If we also ask for prediction intervals, we need to modify the code a bit. From comparing the interval width results from predict() with those from an interval assuming t-distributions, we see that they are identical up to floating point accuracy.

# Compute prediction mean and standard deviations and add to df_pred:
df_pred <- data.frame(x = seq(-2, 2, length.out = 100))
pred <- predict(fit, newdata = df_pred, se.fit = TRUE, interval = "prediction")
df_pred <- df_pred %>%
  mutate(mean = pred$fit[, "fit"],
         lwr = pred$fit[, "lwr"],
         upr = pred$fit[, "upr"],
         se.fit = pred$se.fit,
         sd = sqrt(pred$se.fit^2 + pred$residual.scale^2))
ggplot(df_pred) +
  geom_line(aes(x, upr - lwr - (qt(0.975, pred$df) - qt(0.025, pred$df)) * sd)) +
  ylab("Interval width difference") +
  xlab("x")

Handling non-Gaussian precipitation

While the assessment methods requested in the project description are valid for non-Gaussian predictions, the non-Gaussianity of the precipitation data is still very noticeable on the monthly average scale.
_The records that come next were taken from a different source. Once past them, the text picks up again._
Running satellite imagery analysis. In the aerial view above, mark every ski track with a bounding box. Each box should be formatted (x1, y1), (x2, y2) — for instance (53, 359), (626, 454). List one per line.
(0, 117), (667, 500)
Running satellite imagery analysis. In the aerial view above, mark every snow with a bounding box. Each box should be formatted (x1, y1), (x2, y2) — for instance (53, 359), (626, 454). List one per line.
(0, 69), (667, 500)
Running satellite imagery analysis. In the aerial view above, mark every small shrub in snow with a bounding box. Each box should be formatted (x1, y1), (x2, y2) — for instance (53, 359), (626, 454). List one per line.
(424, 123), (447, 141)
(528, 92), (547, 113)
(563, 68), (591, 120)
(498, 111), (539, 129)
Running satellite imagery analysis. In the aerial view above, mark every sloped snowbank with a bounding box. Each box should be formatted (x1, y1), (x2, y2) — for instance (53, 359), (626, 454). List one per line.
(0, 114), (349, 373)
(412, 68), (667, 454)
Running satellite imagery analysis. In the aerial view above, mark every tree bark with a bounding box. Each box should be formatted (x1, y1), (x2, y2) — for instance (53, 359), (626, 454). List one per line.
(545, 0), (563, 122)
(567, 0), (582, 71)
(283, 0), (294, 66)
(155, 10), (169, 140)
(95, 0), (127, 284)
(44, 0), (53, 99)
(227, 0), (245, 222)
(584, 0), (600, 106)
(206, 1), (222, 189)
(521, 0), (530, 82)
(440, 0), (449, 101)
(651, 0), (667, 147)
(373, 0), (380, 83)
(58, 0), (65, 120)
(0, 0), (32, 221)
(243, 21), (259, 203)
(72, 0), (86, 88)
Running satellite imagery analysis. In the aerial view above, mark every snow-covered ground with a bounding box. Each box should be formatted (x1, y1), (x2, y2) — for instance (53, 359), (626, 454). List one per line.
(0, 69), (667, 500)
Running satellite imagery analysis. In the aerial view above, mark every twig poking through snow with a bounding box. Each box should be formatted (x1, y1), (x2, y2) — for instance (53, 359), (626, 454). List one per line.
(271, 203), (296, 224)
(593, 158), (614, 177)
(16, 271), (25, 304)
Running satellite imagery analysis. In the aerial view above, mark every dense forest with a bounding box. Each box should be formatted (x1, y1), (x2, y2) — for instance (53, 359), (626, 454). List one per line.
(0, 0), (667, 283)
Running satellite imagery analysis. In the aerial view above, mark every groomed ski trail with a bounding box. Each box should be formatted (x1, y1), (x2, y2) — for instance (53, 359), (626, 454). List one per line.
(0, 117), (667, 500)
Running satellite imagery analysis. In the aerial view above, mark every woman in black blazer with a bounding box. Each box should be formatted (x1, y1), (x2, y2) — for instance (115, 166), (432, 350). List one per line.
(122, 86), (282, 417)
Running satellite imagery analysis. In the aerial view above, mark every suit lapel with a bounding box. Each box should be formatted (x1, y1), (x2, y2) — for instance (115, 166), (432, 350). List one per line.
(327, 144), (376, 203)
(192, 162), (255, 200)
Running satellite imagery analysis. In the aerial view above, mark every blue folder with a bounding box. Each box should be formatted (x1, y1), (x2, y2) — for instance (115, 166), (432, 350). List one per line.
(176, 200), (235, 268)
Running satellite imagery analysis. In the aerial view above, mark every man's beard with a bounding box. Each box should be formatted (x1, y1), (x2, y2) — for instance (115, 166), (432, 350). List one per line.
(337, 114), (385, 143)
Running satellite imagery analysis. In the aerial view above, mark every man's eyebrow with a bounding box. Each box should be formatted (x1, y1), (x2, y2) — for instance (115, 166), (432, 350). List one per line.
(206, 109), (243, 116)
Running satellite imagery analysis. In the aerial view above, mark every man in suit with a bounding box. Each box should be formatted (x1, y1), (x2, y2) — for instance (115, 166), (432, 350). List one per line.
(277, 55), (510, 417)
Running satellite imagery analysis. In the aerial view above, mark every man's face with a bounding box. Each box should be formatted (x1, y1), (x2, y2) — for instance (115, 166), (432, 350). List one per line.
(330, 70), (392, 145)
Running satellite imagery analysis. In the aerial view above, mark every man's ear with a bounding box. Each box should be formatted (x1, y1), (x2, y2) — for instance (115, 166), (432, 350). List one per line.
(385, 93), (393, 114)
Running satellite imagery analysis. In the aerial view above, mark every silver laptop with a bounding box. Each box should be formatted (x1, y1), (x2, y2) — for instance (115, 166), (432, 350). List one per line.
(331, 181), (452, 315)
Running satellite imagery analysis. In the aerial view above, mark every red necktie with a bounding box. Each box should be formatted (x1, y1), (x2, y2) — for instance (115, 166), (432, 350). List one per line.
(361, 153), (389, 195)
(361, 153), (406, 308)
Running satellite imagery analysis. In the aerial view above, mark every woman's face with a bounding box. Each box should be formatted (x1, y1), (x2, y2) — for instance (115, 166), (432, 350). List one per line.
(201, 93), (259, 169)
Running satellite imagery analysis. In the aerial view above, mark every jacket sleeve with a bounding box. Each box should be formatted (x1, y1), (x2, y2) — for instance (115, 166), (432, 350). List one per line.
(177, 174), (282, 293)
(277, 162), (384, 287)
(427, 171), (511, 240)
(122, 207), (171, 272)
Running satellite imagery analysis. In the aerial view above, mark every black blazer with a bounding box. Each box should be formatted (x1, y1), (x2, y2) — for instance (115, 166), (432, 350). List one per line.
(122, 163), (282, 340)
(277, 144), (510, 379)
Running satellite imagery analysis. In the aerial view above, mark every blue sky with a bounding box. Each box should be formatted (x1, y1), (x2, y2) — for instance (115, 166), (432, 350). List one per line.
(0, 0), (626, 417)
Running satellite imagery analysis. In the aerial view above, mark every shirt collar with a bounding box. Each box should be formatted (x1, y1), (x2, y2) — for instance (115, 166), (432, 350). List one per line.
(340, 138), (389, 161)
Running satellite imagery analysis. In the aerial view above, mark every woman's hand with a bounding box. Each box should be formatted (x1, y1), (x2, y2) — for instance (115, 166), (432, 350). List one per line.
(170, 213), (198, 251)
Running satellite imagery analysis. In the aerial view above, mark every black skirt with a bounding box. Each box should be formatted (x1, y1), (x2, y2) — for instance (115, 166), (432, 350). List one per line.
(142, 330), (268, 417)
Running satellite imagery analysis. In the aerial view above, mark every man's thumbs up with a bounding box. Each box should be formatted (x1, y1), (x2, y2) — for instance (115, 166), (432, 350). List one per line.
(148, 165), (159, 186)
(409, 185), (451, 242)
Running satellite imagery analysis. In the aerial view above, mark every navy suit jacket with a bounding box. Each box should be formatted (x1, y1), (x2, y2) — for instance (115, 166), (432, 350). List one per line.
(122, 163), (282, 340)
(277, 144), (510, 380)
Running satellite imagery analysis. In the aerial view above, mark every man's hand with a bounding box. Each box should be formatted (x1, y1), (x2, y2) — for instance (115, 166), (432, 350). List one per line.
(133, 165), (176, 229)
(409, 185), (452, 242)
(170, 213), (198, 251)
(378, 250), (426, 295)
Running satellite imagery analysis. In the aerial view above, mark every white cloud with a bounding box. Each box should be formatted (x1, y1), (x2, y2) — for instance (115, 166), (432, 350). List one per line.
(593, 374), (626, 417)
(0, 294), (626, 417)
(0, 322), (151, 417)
An effect of this is that the constant variance assumption of a basic lm() model isn’t a good fit to the data. To improve this, you can take the square root of the monthly averages before applying the modelling in part 2. You may also do all the model and prediction assessment on this square-root version of the data.